Rep. Todd Akin (R-Mo.):
“Well, you know, uh, people always want to try to make that as one of those things, ‘Well, how do you – how do you slice this particularly tough sort of ethical question.’
“It seems to me, first of all, from what I understand from doctors, that’s really rare. If it’s a legitimate rape, the female body has ways to try to shut that whole thing down.
“But let’s assume that maybe that didn’t work or something. You know, I think there should be some punishment but the punishment ought to be on the rapist and not attacking the child.” (3)
So, he thought that it might be okay to "optimize life" by allowing the mother to have a tubal pregnancy terminated. Well, it is my understanding (to borrow a phrase from Mr. Akin) that kind of pregnancy is going to terminate, whether it's okay by him or not, and in most cases will result in the loss of the fallopian tube where the embryo has embedded itself, which is outside the uterus. If the tube ruptures before the pregnancy is discovered, there is a real chance that the mother's life could be in jeopardy. But the most shocking part of this interview was his assertion that if a woman is a victim of "legitimate rape" she won't get pregnant, because "the female body has ways to try to shut that whole thing down." Wow...so if the woman gets pregnant, then it wasn't really rape, she must have consented in some way. Maybe she didn't fight hard enough or she had on lipstick that was too red? Perhaps she forgot to lock her bedroom window or front door? Or maybe that 13 year old girl looked like she was 21 and was dressed inappropriately? Who knows? The truth is that 32,101 pregnancies result from rape each year. Medical estimates of a 5% pregnancy rate are for one time, unprotected sexual intercourse (4) is the same percentage of pregnancy that occur each year through this despicable act.

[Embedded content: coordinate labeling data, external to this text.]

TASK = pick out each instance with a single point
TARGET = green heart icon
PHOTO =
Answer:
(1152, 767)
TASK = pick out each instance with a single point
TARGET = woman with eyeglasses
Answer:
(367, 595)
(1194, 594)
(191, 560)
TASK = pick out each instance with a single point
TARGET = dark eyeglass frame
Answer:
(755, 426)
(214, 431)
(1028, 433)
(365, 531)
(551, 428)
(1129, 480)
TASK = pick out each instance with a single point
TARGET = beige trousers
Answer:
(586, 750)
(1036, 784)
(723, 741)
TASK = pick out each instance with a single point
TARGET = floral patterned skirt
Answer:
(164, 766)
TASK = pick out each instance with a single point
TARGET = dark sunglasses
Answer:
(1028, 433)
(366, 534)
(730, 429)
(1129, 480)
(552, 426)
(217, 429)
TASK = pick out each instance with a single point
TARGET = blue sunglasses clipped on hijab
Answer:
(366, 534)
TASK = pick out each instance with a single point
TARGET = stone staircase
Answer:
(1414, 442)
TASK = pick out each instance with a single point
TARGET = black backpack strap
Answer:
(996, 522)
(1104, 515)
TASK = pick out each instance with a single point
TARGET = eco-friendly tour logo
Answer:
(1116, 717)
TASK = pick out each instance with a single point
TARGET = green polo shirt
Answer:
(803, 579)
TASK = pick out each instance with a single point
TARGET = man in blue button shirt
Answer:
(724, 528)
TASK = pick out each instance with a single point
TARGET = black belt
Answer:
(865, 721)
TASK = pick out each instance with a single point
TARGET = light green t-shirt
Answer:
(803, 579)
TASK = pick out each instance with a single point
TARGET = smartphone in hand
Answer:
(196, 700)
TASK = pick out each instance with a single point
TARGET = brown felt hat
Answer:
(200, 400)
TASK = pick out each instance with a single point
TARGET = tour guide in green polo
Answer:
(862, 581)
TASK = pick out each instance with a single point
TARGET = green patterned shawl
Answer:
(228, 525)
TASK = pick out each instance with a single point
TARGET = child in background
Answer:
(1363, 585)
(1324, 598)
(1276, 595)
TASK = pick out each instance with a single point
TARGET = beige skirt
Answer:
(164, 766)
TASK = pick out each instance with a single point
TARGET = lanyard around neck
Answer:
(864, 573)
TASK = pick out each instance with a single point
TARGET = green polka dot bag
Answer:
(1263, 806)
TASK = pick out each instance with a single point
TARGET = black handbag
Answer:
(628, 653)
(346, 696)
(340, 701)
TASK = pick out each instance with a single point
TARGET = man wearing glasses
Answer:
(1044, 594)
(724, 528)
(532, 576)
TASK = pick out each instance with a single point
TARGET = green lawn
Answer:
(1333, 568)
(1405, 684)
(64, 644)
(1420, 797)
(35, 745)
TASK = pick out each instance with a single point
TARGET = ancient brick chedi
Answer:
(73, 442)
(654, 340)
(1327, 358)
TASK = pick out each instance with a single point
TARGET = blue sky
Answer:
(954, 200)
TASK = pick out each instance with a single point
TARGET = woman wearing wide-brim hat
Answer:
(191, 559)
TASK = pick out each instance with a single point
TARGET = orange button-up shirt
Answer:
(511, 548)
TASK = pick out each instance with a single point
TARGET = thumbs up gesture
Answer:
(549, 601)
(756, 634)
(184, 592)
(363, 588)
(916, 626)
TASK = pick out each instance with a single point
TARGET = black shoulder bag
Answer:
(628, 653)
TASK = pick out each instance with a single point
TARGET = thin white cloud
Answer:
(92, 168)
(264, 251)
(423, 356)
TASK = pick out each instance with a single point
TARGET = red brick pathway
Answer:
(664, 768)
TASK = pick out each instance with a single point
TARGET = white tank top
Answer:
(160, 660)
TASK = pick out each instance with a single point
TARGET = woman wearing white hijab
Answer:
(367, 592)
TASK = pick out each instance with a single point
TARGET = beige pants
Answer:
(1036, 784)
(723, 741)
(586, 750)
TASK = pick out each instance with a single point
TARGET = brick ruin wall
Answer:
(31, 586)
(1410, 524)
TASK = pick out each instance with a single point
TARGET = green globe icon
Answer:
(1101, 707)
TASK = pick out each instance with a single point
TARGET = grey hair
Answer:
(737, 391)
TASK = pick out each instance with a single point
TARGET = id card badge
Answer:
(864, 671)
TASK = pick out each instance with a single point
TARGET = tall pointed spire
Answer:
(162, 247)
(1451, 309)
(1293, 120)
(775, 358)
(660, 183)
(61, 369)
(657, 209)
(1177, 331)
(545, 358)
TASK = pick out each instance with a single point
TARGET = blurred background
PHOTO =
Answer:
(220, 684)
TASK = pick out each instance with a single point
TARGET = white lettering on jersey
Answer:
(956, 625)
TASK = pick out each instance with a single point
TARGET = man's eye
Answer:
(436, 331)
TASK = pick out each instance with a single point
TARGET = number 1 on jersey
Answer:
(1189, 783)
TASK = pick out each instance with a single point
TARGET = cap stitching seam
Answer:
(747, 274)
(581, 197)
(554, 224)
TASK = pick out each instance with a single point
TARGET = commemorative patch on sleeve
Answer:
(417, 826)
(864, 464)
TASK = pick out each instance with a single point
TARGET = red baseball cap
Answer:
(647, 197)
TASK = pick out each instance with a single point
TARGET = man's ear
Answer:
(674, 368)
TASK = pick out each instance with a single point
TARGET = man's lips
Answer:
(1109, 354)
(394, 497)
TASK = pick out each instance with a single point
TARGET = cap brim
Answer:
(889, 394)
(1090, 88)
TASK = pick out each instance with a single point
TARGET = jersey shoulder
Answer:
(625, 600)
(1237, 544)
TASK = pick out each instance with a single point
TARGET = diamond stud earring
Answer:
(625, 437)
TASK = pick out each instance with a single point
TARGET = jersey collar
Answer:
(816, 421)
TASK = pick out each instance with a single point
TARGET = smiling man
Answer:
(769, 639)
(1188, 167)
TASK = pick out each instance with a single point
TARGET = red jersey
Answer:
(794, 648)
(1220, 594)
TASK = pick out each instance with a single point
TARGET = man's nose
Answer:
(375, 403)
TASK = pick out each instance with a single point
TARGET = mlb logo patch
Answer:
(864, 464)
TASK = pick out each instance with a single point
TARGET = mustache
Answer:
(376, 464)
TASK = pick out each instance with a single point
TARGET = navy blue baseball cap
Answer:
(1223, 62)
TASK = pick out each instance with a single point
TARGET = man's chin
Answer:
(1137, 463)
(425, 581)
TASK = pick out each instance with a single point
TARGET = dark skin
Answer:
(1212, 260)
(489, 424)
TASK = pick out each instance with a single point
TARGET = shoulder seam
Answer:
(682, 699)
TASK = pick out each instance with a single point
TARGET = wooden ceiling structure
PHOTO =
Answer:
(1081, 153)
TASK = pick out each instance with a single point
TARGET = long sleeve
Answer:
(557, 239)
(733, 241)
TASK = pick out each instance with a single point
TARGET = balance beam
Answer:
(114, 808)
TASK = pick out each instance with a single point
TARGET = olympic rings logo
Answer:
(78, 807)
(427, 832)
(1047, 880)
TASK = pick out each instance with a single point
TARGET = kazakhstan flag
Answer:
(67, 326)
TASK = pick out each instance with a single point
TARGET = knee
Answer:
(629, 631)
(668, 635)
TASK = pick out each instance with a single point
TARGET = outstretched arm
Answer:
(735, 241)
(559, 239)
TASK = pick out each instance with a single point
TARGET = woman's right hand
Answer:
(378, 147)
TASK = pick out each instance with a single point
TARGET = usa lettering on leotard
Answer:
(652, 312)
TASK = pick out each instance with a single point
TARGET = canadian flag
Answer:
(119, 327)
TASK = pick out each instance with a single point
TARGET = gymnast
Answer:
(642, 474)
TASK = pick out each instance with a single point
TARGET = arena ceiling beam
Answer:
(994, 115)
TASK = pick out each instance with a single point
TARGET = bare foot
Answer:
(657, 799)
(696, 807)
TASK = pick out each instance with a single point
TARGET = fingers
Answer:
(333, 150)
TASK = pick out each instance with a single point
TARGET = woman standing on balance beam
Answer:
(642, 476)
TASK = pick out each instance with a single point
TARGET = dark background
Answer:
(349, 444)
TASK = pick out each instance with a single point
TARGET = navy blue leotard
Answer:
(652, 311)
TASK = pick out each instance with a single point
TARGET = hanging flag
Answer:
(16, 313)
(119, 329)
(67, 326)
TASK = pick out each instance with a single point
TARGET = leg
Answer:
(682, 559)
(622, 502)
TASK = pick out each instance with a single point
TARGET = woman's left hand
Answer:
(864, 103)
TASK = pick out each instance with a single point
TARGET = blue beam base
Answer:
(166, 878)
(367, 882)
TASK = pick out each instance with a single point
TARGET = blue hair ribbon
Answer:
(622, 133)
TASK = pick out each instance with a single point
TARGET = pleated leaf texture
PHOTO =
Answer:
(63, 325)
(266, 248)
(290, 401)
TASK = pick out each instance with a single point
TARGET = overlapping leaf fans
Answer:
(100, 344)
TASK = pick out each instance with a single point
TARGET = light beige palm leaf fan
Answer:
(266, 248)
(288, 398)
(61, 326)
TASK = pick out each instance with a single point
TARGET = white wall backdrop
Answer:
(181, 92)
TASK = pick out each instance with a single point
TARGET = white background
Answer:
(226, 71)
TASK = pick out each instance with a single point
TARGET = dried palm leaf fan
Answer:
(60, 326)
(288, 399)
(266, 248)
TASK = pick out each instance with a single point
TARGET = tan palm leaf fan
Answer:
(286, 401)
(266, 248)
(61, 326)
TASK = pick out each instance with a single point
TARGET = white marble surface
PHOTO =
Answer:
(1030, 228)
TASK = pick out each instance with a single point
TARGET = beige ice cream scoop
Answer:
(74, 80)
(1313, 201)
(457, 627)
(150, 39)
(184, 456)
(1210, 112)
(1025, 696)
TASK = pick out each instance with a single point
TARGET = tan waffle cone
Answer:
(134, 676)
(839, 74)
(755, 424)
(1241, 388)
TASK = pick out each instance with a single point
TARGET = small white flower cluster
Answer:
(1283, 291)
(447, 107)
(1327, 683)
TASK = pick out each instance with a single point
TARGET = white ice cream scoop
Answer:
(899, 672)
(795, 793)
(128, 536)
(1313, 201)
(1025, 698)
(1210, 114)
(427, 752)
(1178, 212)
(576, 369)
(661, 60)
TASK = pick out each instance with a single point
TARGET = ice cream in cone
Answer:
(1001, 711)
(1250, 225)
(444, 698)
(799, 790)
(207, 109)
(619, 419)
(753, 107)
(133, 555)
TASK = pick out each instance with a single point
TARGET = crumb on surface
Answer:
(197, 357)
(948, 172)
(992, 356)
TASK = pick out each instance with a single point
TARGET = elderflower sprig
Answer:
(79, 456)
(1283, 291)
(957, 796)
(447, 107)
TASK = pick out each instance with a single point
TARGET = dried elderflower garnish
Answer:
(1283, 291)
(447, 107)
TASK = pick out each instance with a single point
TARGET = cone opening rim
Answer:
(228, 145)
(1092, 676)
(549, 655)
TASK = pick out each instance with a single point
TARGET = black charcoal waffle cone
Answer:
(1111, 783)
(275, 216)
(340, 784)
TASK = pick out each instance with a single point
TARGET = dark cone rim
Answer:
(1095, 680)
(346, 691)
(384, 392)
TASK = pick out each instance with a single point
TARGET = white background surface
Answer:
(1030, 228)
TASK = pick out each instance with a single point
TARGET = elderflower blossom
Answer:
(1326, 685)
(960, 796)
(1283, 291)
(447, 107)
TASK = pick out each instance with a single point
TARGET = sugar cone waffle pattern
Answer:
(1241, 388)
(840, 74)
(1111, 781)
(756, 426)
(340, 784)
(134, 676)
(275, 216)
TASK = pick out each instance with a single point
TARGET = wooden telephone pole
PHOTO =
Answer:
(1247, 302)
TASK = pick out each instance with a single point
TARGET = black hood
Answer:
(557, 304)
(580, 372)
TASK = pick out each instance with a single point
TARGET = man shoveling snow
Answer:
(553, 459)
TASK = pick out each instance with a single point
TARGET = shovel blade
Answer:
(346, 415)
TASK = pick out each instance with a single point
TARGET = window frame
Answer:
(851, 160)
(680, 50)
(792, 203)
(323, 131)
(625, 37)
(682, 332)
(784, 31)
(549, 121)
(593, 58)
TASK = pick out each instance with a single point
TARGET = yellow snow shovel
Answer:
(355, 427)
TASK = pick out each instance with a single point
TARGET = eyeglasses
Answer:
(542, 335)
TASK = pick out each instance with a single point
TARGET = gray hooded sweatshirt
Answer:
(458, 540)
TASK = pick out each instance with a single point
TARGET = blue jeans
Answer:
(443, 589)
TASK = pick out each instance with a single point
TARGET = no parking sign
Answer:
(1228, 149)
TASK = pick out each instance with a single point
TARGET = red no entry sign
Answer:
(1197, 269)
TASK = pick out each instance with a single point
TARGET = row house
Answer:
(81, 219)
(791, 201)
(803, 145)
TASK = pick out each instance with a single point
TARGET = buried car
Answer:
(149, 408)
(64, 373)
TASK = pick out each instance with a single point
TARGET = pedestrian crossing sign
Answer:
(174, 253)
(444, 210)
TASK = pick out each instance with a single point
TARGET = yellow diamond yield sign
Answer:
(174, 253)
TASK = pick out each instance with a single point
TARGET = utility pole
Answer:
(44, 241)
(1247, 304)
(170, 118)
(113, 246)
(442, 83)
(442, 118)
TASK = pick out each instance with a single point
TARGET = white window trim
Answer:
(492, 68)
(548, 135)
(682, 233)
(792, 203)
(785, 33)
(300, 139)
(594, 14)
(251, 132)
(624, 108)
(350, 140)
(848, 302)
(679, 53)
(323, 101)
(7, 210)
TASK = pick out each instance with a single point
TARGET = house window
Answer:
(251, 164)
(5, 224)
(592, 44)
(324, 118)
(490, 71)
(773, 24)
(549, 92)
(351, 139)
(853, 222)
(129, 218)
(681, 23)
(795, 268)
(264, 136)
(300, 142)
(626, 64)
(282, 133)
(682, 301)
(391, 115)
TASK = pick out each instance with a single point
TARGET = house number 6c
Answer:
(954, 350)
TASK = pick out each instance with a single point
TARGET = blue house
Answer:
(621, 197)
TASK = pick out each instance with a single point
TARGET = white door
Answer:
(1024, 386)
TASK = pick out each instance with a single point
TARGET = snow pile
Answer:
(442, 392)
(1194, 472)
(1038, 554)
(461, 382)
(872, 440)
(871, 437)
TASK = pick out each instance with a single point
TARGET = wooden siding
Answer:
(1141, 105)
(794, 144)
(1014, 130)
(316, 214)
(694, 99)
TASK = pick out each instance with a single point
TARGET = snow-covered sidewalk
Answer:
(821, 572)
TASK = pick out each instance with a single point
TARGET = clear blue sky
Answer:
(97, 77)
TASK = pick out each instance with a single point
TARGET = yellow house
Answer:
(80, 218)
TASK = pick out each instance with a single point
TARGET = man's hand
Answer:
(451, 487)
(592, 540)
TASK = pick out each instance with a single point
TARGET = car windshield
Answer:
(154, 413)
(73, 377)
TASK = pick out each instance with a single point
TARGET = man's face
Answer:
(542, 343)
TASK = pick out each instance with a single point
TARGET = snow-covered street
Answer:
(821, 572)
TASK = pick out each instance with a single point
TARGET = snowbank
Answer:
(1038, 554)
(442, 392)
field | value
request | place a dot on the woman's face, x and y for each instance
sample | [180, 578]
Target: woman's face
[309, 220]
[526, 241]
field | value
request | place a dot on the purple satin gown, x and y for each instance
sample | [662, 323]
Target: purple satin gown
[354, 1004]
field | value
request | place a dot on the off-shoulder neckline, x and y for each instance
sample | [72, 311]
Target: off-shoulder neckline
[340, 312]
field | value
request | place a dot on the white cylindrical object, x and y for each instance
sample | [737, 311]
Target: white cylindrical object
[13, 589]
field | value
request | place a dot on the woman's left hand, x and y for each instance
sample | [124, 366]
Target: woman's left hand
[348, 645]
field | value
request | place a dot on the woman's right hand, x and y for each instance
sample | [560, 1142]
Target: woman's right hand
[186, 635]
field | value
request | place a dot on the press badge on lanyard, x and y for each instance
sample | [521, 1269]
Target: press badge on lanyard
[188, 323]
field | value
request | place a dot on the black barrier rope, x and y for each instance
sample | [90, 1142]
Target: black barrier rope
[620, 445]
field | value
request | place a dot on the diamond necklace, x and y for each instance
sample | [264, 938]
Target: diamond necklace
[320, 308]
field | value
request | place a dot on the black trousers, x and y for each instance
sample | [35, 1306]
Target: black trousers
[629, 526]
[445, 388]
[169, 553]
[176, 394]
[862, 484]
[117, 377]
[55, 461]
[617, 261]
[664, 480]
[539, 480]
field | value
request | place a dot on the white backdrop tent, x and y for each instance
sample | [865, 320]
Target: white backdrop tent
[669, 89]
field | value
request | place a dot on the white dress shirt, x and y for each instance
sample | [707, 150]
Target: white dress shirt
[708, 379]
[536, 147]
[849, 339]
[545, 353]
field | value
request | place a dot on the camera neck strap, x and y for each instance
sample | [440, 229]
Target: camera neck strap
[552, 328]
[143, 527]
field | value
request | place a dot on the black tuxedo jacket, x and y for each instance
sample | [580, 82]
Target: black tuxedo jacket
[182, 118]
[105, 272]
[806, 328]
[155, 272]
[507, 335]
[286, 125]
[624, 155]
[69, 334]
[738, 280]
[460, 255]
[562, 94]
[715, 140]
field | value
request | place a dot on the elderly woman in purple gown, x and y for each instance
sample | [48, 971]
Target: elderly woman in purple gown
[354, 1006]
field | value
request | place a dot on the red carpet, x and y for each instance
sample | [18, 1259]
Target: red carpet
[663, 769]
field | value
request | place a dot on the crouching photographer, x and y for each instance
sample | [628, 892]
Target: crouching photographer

In my opinion, Mr. Akin is an ill-informed misogynist and there is no way he should ever have any kind of power to make decisions for the female population of this country, let alone sit on the House Committee on Science, Space, and Technology. His views on rape and pregnancy are right in line with 13th century England, which held the legal position that pregnancy disproved a claim of rape, according to medical historian Vanessa Heggie. Hmmmm, that couldn't possibly have been because if a woman accused a man of rape, he could deny it, except when a pregnancy resulted from that forcible act of violence. Pregnancy was proof, so if you take away the ability to get pregnant when raped, then there couldn't possibly have been a rape. This is, of course, tied to the age old fable that you can't get pregnant unless you have an orgasm, and if that happens then you must have enjoyed it, hence, pregnant...NO RAPE! Brilliant! With advocates like Todd Akin, women don't need enemies.
I am sure that there are those who would disagree, and that is your right. This is what makes this country so great...we have rights, and that includes the right to choose who represents us. But more importantly, it gives us the right to choose what we do with our bodies. No one else has the right to tell us what to do with our bodies, but us and that goes for both women and men! That doesn't mean I am pro-abortion, it means that I don't feel I have the right to tell anyone else, male or female, that they have to agree with me, and live by my code of conduct.
May God bless each and every one of you!